伝統技法を現代に伝える唯一の紬で、今日ではもっとも高級な先染織物のひとつとされています。
この地方ではもともと養蚕が盛んで、農閑期に副業として作られたのが始まりといわれています。この地方を流れる鬼怒川は、かつて「絹川」と呼ばれ、また生産の中心であった集落の一つ、小森が「蚕守」と表記されていた時代もあるなど、結城地方では養蚕にまつわる地名が多く見られました。
結城紬は、木藍によって染色した紬糸を使用したものが多かったため、今でも染業者は「紺屋(こうや)」と呼ばれ、また縞柄が多く作られていたことから、産地では問屋を「縞屋」と呼びます。
1873年にはウィーン万国博覧会に出品され、結城紬が世界に紹介されました。1956年には国の重要無形文化財に指定されています。
「重要無形文化財結城紬」の商標を得るには、「手紡ぎ」「絣括り」「地機織り」の三つの工程を経ていることが条件です。また、その他に幅や長さ、打ち込み数や模様ずれなど、十六項目の厳しい検査に合格しなければなりません。

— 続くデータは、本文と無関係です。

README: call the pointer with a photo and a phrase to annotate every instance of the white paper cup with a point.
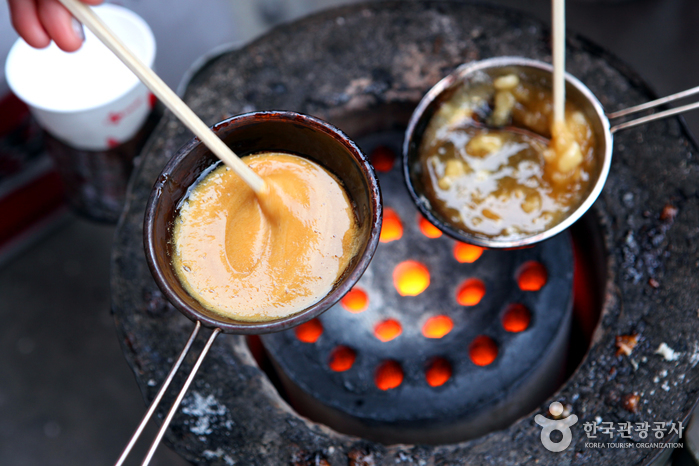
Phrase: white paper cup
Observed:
(87, 99)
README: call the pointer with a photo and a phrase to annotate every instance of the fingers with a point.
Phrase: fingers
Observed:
(58, 23)
(40, 21)
(25, 20)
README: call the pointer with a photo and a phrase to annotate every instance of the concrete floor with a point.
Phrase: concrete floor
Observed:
(67, 396)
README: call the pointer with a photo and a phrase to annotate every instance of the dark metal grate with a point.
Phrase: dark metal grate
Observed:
(370, 389)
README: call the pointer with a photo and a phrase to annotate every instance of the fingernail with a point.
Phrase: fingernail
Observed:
(78, 29)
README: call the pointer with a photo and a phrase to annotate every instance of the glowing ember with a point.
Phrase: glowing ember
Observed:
(388, 375)
(310, 331)
(411, 278)
(355, 301)
(391, 228)
(483, 351)
(383, 158)
(437, 327)
(532, 276)
(516, 318)
(438, 373)
(387, 330)
(467, 253)
(470, 292)
(342, 358)
(427, 228)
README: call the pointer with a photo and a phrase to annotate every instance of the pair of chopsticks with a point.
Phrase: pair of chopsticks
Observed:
(85, 15)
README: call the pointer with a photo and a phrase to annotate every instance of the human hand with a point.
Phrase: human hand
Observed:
(40, 21)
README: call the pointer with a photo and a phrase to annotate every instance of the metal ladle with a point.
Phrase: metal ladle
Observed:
(539, 72)
(248, 133)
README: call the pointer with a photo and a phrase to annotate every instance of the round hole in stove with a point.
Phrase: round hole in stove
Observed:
(356, 300)
(467, 253)
(310, 331)
(411, 278)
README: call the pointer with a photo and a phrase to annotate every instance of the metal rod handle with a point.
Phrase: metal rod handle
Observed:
(156, 401)
(653, 117)
(655, 103)
(180, 396)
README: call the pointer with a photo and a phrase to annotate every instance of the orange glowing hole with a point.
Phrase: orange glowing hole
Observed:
(388, 375)
(467, 253)
(470, 292)
(428, 229)
(411, 278)
(388, 330)
(342, 358)
(383, 158)
(516, 318)
(391, 228)
(437, 327)
(310, 331)
(483, 351)
(355, 301)
(438, 372)
(532, 276)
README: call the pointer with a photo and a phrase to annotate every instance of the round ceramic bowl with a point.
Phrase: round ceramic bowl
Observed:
(465, 75)
(248, 134)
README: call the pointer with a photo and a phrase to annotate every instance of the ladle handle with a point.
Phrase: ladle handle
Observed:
(653, 104)
(156, 401)
(180, 396)
(156, 85)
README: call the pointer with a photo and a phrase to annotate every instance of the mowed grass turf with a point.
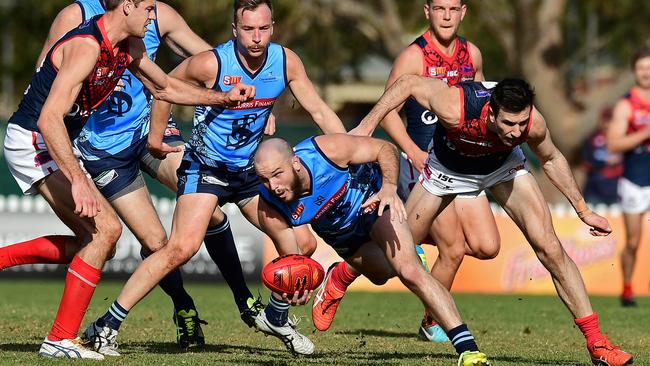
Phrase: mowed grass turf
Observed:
(370, 329)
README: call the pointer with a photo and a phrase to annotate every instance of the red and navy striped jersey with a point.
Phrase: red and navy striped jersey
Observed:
(98, 85)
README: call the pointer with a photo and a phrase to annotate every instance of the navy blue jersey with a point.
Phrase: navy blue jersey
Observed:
(124, 117)
(459, 67)
(99, 84)
(333, 203)
(229, 136)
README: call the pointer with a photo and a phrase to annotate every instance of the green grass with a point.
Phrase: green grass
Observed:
(370, 329)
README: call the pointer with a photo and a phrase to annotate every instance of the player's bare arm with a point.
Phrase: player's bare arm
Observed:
(558, 171)
(409, 62)
(304, 91)
(432, 94)
(618, 138)
(67, 19)
(198, 70)
(75, 60)
(344, 149)
(477, 59)
(177, 34)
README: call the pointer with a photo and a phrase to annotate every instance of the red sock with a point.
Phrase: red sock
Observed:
(46, 249)
(342, 277)
(590, 328)
(80, 283)
(627, 291)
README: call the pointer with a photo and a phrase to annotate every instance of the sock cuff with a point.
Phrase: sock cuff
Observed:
(219, 228)
(84, 271)
(586, 320)
(278, 304)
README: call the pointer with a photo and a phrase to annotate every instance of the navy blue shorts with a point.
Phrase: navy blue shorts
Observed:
(346, 242)
(229, 186)
(120, 174)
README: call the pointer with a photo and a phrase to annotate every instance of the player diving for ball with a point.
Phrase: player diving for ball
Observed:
(346, 187)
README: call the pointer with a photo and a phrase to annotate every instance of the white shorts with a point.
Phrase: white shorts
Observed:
(635, 199)
(440, 181)
(409, 176)
(27, 157)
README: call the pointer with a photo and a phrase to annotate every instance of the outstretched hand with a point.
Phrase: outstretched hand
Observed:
(599, 225)
(239, 94)
(387, 196)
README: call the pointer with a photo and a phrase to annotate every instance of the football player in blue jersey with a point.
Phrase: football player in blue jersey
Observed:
(113, 150)
(217, 165)
(354, 207)
(78, 74)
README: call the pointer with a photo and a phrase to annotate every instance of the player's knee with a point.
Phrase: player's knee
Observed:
(308, 246)
(412, 275)
(179, 255)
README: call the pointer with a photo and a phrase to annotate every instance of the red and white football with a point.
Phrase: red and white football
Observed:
(291, 273)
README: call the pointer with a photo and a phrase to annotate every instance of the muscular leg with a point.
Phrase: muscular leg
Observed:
(191, 219)
(138, 213)
(524, 203)
(479, 227)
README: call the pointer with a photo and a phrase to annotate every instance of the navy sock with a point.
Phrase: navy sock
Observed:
(113, 317)
(221, 247)
(277, 312)
(172, 285)
(462, 339)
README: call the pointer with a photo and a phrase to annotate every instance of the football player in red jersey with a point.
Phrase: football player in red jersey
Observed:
(476, 147)
(467, 225)
(77, 75)
(629, 133)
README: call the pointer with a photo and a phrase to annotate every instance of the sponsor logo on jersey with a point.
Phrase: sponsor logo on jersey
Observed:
(231, 80)
(480, 93)
(255, 103)
(105, 178)
(298, 211)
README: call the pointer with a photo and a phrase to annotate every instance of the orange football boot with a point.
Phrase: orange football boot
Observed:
(604, 353)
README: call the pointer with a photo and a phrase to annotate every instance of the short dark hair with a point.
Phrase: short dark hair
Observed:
(512, 95)
(249, 5)
(112, 4)
(462, 2)
(642, 52)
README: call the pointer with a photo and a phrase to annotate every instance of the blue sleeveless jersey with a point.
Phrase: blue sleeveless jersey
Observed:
(334, 201)
(228, 137)
(124, 117)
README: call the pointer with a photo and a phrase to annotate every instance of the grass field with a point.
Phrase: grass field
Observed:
(370, 329)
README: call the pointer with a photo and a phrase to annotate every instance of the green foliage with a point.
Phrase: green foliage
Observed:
(370, 329)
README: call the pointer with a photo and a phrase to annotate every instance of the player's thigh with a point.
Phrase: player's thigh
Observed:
(166, 172)
(422, 208)
(139, 214)
(446, 231)
(191, 219)
(57, 191)
(395, 240)
(522, 199)
(478, 224)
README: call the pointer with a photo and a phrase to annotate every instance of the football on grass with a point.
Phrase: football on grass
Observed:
(291, 273)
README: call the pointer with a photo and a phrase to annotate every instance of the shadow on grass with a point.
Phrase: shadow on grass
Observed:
(376, 333)
(275, 354)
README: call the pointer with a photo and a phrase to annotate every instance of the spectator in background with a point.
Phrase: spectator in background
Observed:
(603, 168)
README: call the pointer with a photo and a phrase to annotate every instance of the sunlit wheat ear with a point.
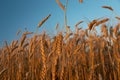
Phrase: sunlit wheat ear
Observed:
(60, 4)
(68, 35)
(43, 21)
(18, 32)
(57, 26)
(118, 18)
(81, 1)
(108, 7)
(78, 23)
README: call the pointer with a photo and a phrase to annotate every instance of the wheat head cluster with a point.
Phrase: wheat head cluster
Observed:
(80, 55)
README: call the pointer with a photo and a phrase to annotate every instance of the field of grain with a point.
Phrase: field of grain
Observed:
(83, 54)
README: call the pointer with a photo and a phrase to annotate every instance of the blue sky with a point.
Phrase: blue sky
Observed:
(21, 14)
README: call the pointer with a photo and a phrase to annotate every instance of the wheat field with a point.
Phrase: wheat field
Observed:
(80, 55)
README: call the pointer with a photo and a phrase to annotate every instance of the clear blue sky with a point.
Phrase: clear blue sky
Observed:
(21, 14)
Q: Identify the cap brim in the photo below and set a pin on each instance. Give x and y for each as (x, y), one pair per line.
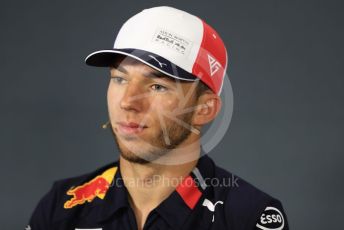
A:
(106, 58)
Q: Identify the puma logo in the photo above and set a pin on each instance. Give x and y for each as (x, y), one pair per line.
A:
(207, 203)
(160, 63)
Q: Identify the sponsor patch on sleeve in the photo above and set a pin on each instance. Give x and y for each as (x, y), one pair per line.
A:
(271, 219)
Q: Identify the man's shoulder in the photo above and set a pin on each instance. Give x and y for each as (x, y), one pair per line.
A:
(74, 181)
(67, 195)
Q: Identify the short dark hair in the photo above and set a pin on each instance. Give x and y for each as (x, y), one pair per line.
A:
(201, 88)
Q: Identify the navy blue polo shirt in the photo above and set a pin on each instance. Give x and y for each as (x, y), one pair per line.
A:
(208, 198)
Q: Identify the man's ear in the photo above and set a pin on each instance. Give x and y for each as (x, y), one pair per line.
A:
(208, 107)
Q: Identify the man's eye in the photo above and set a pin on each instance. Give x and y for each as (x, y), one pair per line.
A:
(118, 80)
(159, 88)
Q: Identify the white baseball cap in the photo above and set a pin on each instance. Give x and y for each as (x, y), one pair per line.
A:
(173, 42)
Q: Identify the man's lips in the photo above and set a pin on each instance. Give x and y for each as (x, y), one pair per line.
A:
(130, 127)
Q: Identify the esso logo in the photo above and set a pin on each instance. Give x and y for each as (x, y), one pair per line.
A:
(271, 219)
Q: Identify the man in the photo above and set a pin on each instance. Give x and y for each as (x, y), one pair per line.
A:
(167, 69)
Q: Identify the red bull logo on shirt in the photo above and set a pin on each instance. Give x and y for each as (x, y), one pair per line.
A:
(97, 187)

結城紬の工程は、すべて手作業で行われるので大変な手間がかかります。
重曹を加えた湯で繭を2時間ほど煮込んで柔らかくします。その後ぬるま湯の中で5~6個の繭を広げて重ね、一枚の真綿を作ります。真綿は胡麻油の入った水に浸してなめし加工をし、つくしと呼ばれる器具に巻きつけて糸取り(糸紡ぎ)をします。
糸取りは片方の手で糸を引き、もう片方の親指と人差し指に唾液をつけながら指先で真綿を細く捻り、「おぼけ」と呼ばれる桶にたくわえていきます。このおぼけ1秤分(94g)紡いだ糸を「1ボッチ」と呼びます。1ボッチは乾燥させた真綿約50枚分(1匁)に相当し、約七ボッチで1反の結城紬が作られます。一反分の糸を紡ぐのに、約2~3ヶ月もかかります。

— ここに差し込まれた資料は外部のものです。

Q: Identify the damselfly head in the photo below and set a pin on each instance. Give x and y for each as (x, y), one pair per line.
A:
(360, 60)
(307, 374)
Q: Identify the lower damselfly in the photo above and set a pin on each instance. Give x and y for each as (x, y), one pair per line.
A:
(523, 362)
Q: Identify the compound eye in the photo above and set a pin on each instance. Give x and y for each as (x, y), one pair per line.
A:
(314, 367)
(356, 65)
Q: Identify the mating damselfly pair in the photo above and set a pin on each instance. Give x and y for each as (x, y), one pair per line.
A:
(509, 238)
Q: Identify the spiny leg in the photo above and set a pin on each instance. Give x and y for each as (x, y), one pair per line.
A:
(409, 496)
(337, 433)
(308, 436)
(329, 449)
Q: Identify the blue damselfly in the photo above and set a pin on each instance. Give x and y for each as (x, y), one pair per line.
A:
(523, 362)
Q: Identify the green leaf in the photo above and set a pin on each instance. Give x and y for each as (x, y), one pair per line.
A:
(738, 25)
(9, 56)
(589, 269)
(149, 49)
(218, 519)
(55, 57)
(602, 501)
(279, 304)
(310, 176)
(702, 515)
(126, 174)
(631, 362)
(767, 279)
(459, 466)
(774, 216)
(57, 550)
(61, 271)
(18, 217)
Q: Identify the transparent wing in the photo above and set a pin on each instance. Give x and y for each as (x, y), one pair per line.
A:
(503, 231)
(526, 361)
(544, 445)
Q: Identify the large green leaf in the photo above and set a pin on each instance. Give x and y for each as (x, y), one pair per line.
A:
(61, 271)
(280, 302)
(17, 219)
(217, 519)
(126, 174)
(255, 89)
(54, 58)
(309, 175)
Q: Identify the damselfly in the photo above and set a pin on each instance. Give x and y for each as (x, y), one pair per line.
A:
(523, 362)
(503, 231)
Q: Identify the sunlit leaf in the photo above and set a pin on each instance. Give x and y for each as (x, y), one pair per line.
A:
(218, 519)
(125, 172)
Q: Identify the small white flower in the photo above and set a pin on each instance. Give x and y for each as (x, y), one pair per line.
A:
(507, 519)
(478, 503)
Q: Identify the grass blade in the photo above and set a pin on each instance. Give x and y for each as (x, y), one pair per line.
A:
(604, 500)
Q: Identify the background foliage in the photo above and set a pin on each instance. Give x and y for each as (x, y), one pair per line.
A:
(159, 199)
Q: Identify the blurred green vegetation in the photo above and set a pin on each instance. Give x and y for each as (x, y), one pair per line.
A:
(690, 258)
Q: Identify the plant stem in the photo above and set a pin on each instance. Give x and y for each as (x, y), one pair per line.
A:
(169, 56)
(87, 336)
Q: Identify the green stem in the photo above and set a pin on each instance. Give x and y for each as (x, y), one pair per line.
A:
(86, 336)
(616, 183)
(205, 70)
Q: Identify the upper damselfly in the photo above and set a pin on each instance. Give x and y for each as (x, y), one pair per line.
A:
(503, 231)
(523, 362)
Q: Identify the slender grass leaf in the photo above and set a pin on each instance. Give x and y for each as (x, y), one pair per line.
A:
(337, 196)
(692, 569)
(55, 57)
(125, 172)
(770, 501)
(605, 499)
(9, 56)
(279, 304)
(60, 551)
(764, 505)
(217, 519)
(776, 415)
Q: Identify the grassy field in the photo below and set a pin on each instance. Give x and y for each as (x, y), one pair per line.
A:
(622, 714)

この糸を糸車にかけて、綛(かせ)に巻き取ります。これを綛揚げといいます。巻き取られた糸は、絣の模様色となる目色染が行われます。
染色後の糸は、補強のため小麦粉を使って下糊付けされます。そしてボビンに巻き取って、のべ台で整経されます。この作業で糸を決められた長さと本数に揃えます。

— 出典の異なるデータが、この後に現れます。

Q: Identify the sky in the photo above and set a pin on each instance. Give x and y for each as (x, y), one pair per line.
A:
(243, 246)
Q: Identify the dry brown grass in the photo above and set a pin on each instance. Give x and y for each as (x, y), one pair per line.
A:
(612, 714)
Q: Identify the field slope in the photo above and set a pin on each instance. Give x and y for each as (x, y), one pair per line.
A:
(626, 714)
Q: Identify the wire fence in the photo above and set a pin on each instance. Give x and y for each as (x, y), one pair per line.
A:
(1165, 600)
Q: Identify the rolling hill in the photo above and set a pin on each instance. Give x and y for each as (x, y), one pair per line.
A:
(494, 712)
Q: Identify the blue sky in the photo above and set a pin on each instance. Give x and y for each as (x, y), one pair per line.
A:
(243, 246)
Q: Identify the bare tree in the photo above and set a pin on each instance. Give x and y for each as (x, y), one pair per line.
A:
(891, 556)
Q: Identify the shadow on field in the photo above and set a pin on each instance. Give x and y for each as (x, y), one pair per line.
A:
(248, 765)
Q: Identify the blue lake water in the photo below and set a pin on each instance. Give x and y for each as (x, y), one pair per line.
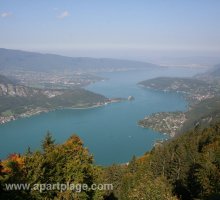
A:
(110, 132)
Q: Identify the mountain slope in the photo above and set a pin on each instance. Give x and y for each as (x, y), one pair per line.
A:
(19, 101)
(16, 59)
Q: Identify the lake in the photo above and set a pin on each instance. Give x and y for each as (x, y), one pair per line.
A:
(110, 132)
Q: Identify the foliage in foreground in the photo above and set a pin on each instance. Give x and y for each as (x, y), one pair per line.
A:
(187, 167)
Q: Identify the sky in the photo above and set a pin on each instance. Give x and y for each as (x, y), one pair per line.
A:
(112, 28)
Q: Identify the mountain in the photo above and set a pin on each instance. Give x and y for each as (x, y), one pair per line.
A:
(211, 76)
(20, 101)
(22, 60)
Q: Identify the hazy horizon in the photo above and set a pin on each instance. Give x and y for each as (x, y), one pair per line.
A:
(138, 30)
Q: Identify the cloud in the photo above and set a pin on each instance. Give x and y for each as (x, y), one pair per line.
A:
(63, 15)
(6, 14)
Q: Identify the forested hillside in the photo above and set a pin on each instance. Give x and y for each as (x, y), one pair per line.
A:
(187, 167)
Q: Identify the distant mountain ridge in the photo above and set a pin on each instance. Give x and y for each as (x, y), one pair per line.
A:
(17, 59)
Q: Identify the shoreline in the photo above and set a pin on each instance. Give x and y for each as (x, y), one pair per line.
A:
(45, 110)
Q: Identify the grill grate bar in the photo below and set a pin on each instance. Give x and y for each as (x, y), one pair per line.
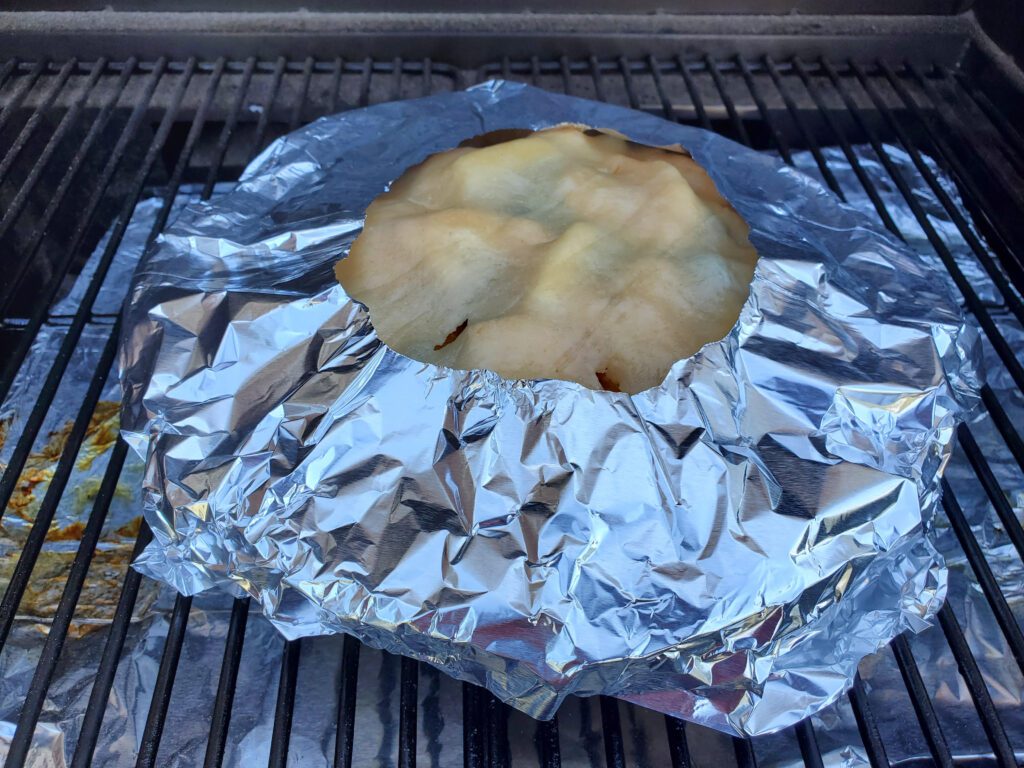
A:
(228, 129)
(286, 705)
(694, 94)
(165, 683)
(730, 108)
(23, 89)
(86, 220)
(920, 700)
(655, 73)
(485, 720)
(472, 730)
(994, 162)
(23, 194)
(548, 751)
(625, 68)
(89, 733)
(950, 159)
(976, 684)
(186, 152)
(992, 489)
(804, 731)
(496, 731)
(1000, 139)
(866, 724)
(33, 122)
(808, 744)
(1003, 423)
(805, 132)
(40, 526)
(36, 697)
(777, 136)
(59, 366)
(346, 702)
(743, 751)
(1010, 297)
(221, 717)
(339, 66)
(408, 691)
(851, 157)
(614, 755)
(922, 704)
(300, 102)
(986, 580)
(37, 236)
(679, 749)
(974, 303)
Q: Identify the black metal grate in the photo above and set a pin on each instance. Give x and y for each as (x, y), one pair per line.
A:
(82, 142)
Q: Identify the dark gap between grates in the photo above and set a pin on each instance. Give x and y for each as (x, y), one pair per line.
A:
(85, 141)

次に、絣糸にするため、経・緯糸に墨付けを行います。さらに柄となる部分を綿糸でしばり、染料が染み込まないようにします。この作業を「絣括り」といいます。絣括りは、作られる模様にもよりますが、通常1ヶ月程度かかります。
絣括りが済んだら本染をします。結城紬特有の“たたき染”とよばれる方法で、糸括りの済んだ絣糸の束を棒の先につけて染料に浸し、石の上にたたきつけて染料を染み込ませます。
本染が済んだら乾燥させて括り糸をほどき、本糊付けをして糸の強度を高め、毛羽立ちを抑えて織りやすくします。糊付けした経糸を筬(おさ)に通し、男巻き(おまき)に巻き込みます。そして居坐機(いざりばた)で丹念に手織りし、厳重なチェックを経て、ようやく結城紬は出来上がります。